Graph theory and other fields

Interactions of graph theory with other topics (theoretical computer science, number theory, group theory, sociology and chemistry) have been considered. Most of them are still in progress and some are published. For instance, regarding distributed computing, the purpose of our work was to question the global knowledge each node is assumed to start with in many distributed algorithms (both deterministic and randomized). More precisely, numerous sophisticated local algorithm were suggested in the literature for various fundamental problems. Noticeable examples are the MIS algorithms and the $(\Delta +1)$-coloring algorithms. Unfortunately, most known local algorithms are non-uniform, that is, they assume that all nodes know good estimations of one or more global parameters of the network, e.g., the number of nodes $n$. Our work provides a rather general method for transforming a non-uniform local algorithm into a uniform one. Furthermore, the resulting algorithm enjoys the same asymptotic running time as the original non-uniform algorithm. Our method applies to a wide family of both deterministic and randomized algorithms. Specifically, it applies to almost all of the state of the art non-uniform algorithms regarding MIS and Maximal Matching, as well as to many results concerning the coloring problem.

Algorithmic Graph Theory and Clustering

Since September 2013, Mario Valencia has obtained a two years invitation (namely Inria "Délégation”) for working at Inria Nancy – Grand Est, in the Orpailleur team, on graph theoretical aspects and data clustering. This research work consists in studying the modular decomposition techniques on the threshold graphs issues of the clustering process. The principal studied problem is known as the Cluster Deletion Problem: given a graph with real non negative edge weights, partition the vertexes into clusters (in this case cliques) in order to minimize the total weight of edges out of the clusters. Two papers were submitted to journals in 2014. In [94] , we discovered a one-to-one correspondence between potential solutions of the cluster deletion problem and the minimum sum coloring problem, and use it to obtain a polynomial time algorithm to solve the cluster deletion problem in a special family of graphs called $P_4$-reducible graphs.

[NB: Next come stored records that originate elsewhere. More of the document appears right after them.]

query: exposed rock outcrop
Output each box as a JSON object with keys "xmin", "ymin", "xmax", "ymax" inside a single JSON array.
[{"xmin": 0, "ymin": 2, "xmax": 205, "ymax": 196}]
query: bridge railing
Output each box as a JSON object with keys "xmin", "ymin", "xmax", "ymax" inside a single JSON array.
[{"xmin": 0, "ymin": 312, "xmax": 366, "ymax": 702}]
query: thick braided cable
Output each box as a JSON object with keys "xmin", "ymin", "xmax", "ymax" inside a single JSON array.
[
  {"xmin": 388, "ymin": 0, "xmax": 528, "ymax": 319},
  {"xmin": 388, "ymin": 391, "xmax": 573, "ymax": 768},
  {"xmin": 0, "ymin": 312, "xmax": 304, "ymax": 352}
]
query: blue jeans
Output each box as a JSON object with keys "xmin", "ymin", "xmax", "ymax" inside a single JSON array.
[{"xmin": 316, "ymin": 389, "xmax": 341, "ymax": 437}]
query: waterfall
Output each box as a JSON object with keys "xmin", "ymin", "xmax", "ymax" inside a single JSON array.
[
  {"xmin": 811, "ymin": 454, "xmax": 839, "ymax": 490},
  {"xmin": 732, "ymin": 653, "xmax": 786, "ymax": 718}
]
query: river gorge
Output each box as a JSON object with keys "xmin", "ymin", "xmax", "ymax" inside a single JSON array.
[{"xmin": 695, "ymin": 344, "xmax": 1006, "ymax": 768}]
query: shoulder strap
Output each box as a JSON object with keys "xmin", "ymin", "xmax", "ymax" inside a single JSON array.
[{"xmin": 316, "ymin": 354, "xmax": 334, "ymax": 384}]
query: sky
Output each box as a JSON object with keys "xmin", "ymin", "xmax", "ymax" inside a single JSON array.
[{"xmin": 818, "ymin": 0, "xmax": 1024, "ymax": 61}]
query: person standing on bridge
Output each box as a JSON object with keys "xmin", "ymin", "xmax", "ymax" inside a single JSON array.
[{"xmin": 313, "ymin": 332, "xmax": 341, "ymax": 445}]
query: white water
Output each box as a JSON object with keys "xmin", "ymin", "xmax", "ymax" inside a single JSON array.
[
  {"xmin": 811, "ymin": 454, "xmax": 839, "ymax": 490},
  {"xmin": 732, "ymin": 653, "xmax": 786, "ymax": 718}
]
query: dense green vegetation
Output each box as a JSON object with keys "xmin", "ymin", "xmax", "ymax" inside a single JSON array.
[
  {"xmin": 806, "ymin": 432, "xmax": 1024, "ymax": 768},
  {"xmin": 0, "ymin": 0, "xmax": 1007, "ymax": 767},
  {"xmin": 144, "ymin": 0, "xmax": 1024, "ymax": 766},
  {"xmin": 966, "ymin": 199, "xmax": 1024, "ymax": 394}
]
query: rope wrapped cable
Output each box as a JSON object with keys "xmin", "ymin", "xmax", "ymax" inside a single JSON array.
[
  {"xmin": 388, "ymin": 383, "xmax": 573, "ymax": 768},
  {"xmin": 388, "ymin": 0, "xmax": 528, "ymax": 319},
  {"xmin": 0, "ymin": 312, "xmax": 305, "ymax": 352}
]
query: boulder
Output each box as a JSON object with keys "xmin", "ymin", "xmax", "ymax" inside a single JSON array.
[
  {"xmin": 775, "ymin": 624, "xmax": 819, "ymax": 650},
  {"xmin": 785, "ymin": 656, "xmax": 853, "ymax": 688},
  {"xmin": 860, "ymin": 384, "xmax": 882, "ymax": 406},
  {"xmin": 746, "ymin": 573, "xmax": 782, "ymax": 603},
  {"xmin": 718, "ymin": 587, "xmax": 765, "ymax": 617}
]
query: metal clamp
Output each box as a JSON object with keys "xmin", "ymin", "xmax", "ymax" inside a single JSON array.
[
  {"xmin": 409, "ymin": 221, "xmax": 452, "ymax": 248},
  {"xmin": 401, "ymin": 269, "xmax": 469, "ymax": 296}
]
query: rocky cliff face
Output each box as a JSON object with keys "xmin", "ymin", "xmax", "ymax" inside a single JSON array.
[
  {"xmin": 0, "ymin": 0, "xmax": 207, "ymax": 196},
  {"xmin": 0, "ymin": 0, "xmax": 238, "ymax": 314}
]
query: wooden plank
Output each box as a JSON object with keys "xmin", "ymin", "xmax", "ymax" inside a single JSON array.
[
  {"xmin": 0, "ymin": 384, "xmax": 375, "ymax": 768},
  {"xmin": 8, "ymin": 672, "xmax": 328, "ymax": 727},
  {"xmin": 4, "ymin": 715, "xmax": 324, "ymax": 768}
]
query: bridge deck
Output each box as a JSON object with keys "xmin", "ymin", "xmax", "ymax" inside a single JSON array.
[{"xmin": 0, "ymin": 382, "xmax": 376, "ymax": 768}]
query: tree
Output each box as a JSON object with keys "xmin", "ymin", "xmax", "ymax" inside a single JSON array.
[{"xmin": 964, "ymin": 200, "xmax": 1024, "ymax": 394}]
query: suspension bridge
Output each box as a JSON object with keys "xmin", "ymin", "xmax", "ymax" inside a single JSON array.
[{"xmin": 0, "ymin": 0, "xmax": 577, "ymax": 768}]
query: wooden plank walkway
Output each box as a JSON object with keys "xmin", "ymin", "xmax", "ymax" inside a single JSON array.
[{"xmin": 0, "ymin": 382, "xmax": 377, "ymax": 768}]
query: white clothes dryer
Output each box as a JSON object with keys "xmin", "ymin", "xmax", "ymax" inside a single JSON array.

In [95] , we studied the complexity of the cluster deletion problem on subclasses of chordal graphs and cographs. In particular, it is shown that the cluster deletion problem is NP-hard for unweighted chordal graphs and weighted cographs. Some polynomial-time solvable cases are also identified.

Moreover, the paper "b-coloring is NP-hard on co-bipartite graphs and polytime solvable on tree-cographs", has been accepted for publication in the journal Algorithmica [1] .

Structural and Algebraic Graph Theory

We have also worked on the following topics. Golumbic, Lipshteyn and Stern proved that every graph can be represented as the edge intersection graph of paths on a grid, i.e., one can associate to each vertex of the graph a nontrivial path on a grid such that two vertexes are adjacent if and only if the corresponding paths share at least one edge of the grid. For a non-negative integer $k$, $B_k$-EPG graphs are defined as graphs admitting a model in which each path has at most $k$ bends. Circular-arc graphs are intersection graphs of open arcs of a circle. It is easy to see that every circular-arc graph is $B_4$-EPG, by embedding the circle into a rectangle of the grid. We proved also that every circular-arc graph is $B_3$-EPG (paper submitted).

We have studied the $k$-tuple chromatic number of the Cartesian product of two graphs $G$ and $H$ in [96] . We have shown that there exist graphs $G$ and $H$ such that ${\chi }_k(G\square H)>max\{{\chi }_k\left(G\right),{\chi }_k\left(H\right)\}$ for $k\ge 2$. Moreover, we have also shown that there exist graph families such that, for any $k\ge 1$, the $k$-tuple chromatic number of their Cartesian product is equal to the maximum $k$-tuple chromatic number of its factors.